# Assighment question based on Tension

1. Aug 25, 2008

### Krist

1. A waterskier of mass 80kg, starting from rest, is pulled along in a northerly direction by a horizontal rope with a constant tension of 240 Newtons. After 6 seconds he has reached a speed of 12m/s.

1. What is the net force on the skier?
2. If the tension in the rope were the only horizontal force acting on the skier, what would his accelleration be?
3. What is the sum of the resistance forces on the skier.

2. Any of newtons laws + constant acceleration

3. Ok guys, what i've managed to gather is the acceleration is 2m/s/s, initial velocity=0 and obviosly tenstion = 240N

To get the mass moving without resistance would require a force of 160N.
F=ma
F= 80 *2
F=160N

Now if i add them together will i get net force? NetF= 160 + 240 = 400N?
I'm not sure on that one, i am not clear about what to do with the tension measurement...does it affect both sides? Does it mean that the skier is only getting pulled with half the ammount of Force?
For Q2.
F = ma
240 = 80 * a
a = 3m/s/s

^ Is that right?
Finally for Q3, i can only guess taking 160 away from 240...bringing resistance to 80N.
I'm really not sure on any of these and our teacher kind of flew threw tension section.

2. Aug 25, 2008

### alphysicist

Hi Krist,

A couple of your statements don't seem right to me.

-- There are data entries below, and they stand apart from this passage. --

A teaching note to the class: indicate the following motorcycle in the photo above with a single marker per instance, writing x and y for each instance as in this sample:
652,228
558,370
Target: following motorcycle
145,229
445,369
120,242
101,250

That's true; but the point is even with resistance it still requires net force of 160N. In terms of the net force in the horizontal direction you have:

$$F_{\mbox{net},x} = m a_x$$

The 160N is the net force. Writing the equation in terms of the individual forces instead of the net force gives, for the horizontal direction:

\begin{align} \sum F_x &= m a_x\nonumber\\ T_x + R_x &= m a_x\nonumber \end{align}
which gives the answer you found in question 3.